Comment From: grasskin
Traceback (most recent call last):
File "/Users/grasskin/Desktop/keras-core/examples/keras_io/tensorflow/vision/vit_small_ds.py", line 528, in <module>
vit = create_vit_classifier(vanilla=True)
File "/Users/grasskin/Desktop/keras-core/examples/keras_io/tensorflow/vision/vit_small_ds.py", line 402, in create_vit_classifier
(tokens, _) = ShiftedPatchTokenization(vanilla=vanilla)(augmented)
File "/Users/grasskin/Desktop/keras-core/keras_core/utils/traceback_utils.py", line 113, in error_handler
return fn(*args, **kwargs)
File "/Users/grasskin/Desktop/keras-core/keras_core/layers/layer.py", line 569, in __call__
self._maybe_build(call_spec)
File "/Users/grasskin/Desktop/keras-core/keras_core/layers/layer.py", line 962, in _maybe_build
raise ValueError(
ValueError: Layer 'shifted_patch_tokenization_2' looks like it has unbuilt state, but Keras is not able to trace the layer `call()` in order to build it automatically. You must implement the `def build(self, input_shape)` method on your layer. It should create all variables used by the layer (e.g. by calling `layer.build()` on all its children layers).

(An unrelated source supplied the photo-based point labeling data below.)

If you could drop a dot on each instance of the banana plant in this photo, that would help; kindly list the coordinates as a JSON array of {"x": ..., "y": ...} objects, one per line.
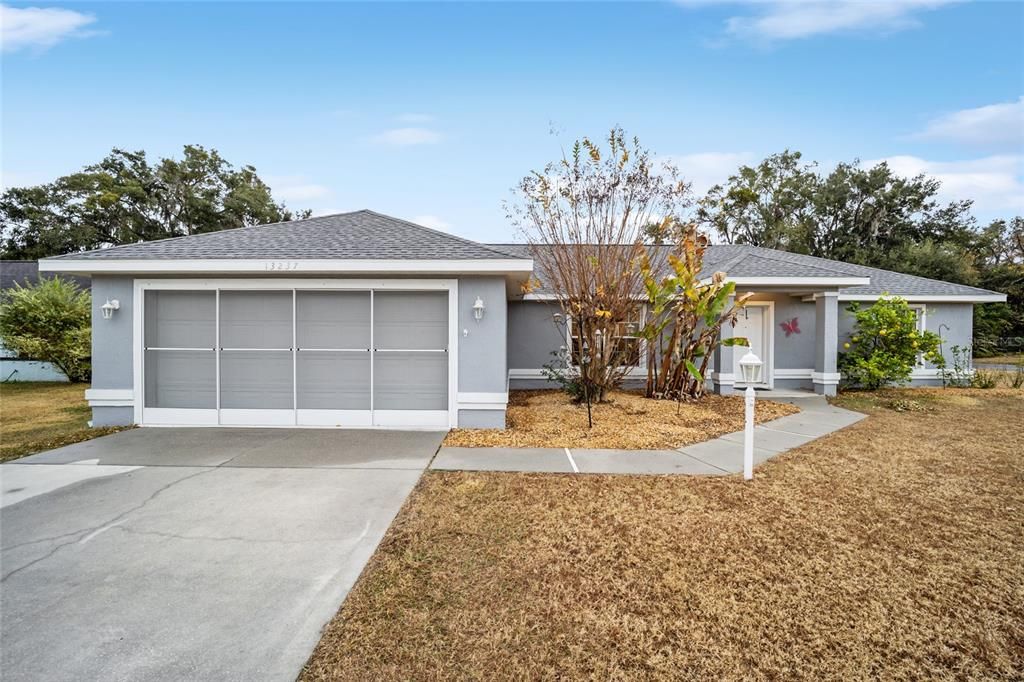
[{"x": 686, "y": 315}]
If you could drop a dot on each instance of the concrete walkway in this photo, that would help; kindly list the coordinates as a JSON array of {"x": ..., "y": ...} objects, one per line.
[{"x": 719, "y": 457}]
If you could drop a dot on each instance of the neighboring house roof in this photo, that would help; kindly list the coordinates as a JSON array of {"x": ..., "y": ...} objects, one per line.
[
  {"x": 749, "y": 263},
  {"x": 26, "y": 272},
  {"x": 355, "y": 236}
]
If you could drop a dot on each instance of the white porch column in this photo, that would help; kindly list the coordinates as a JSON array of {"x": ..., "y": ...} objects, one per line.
[
  {"x": 825, "y": 376},
  {"x": 722, "y": 377}
]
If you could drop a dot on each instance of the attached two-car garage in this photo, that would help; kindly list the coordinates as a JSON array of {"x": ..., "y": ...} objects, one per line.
[{"x": 297, "y": 353}]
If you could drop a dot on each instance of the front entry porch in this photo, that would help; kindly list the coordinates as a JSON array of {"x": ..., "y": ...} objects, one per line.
[{"x": 795, "y": 334}]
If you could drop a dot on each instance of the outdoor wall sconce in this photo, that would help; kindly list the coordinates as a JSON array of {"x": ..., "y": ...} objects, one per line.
[{"x": 109, "y": 307}]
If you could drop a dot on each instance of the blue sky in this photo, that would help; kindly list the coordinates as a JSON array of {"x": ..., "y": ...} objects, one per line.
[{"x": 432, "y": 112}]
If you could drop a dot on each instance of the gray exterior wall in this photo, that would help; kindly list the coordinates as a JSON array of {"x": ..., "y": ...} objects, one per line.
[
  {"x": 482, "y": 347},
  {"x": 112, "y": 339},
  {"x": 953, "y": 322},
  {"x": 112, "y": 346},
  {"x": 532, "y": 334}
]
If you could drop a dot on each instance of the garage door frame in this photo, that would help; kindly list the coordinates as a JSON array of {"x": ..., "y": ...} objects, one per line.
[{"x": 203, "y": 417}]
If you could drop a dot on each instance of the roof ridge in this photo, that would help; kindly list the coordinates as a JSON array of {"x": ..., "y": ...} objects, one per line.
[
  {"x": 215, "y": 231},
  {"x": 437, "y": 231}
]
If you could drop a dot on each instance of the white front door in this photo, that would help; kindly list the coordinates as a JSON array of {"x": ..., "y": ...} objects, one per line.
[{"x": 754, "y": 324}]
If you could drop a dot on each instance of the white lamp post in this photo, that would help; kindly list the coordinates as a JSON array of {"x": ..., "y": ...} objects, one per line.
[{"x": 750, "y": 367}]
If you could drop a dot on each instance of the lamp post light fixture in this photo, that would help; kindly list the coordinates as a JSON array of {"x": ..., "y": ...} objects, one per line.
[
  {"x": 109, "y": 307},
  {"x": 750, "y": 368}
]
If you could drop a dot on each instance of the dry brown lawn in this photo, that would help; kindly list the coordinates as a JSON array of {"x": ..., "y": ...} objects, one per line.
[
  {"x": 893, "y": 549},
  {"x": 35, "y": 417},
  {"x": 1009, "y": 358},
  {"x": 548, "y": 419}
]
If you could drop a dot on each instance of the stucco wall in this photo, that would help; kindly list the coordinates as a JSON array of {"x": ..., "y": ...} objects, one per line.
[
  {"x": 953, "y": 322},
  {"x": 112, "y": 339},
  {"x": 482, "y": 347},
  {"x": 532, "y": 334}
]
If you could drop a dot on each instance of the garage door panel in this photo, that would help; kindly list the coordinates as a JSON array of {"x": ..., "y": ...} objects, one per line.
[
  {"x": 180, "y": 379},
  {"x": 255, "y": 320},
  {"x": 256, "y": 380},
  {"x": 334, "y": 320},
  {"x": 180, "y": 320},
  {"x": 411, "y": 381},
  {"x": 411, "y": 320},
  {"x": 333, "y": 380}
]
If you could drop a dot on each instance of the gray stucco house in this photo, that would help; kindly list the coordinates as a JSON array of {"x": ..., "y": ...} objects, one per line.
[{"x": 360, "y": 320}]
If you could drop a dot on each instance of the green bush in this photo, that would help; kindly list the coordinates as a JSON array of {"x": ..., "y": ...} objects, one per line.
[
  {"x": 886, "y": 345},
  {"x": 49, "y": 321}
]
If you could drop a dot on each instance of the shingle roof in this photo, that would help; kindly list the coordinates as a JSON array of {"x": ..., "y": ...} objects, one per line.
[
  {"x": 357, "y": 236},
  {"x": 27, "y": 272},
  {"x": 740, "y": 260}
]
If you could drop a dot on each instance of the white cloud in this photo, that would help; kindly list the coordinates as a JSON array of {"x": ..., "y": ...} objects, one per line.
[
  {"x": 991, "y": 125},
  {"x": 415, "y": 118},
  {"x": 995, "y": 183},
  {"x": 707, "y": 169},
  {"x": 295, "y": 188},
  {"x": 408, "y": 136},
  {"x": 431, "y": 221},
  {"x": 40, "y": 28},
  {"x": 790, "y": 19}
]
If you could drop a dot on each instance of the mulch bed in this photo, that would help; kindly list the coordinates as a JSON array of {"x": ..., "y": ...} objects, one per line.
[{"x": 628, "y": 421}]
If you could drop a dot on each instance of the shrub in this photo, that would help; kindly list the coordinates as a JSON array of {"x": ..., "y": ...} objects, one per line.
[
  {"x": 886, "y": 345},
  {"x": 49, "y": 321},
  {"x": 560, "y": 372},
  {"x": 958, "y": 375},
  {"x": 984, "y": 379}
]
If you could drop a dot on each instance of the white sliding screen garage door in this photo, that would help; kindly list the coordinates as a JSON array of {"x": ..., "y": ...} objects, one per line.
[{"x": 296, "y": 357}]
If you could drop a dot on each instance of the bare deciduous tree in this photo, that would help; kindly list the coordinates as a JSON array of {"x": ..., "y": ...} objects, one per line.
[{"x": 586, "y": 218}]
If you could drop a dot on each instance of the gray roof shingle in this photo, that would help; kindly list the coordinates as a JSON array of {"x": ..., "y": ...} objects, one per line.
[
  {"x": 740, "y": 260},
  {"x": 356, "y": 236}
]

The error message is a bit generic but after toying with it it has something to do with the projector layer receiving the wrong shape or not being fully defined or something along those lines. The rest of the __call__
is fine.
Comment From: cosmo3769
@grasskin @fchollet I was too going through this example. Getting the same error. Do we have to implement build method for a workaround or is it a work in progress to fix it? 🤔
Comment From: dhantule
Hi @grasskin, thanks for reporting this!
The example was updated. Please try running it again and let us know if the error persists. Thanks!
Comment From: github-actions[bot]
This issue is stale because it has been open for 14 days with no activity. It will be closed if no further activity occurs. Thank you.
Comment From: github-actions[bot]
This issue was closed because it has been inactive for 28 days. Please reopen if you'd like to work on this further.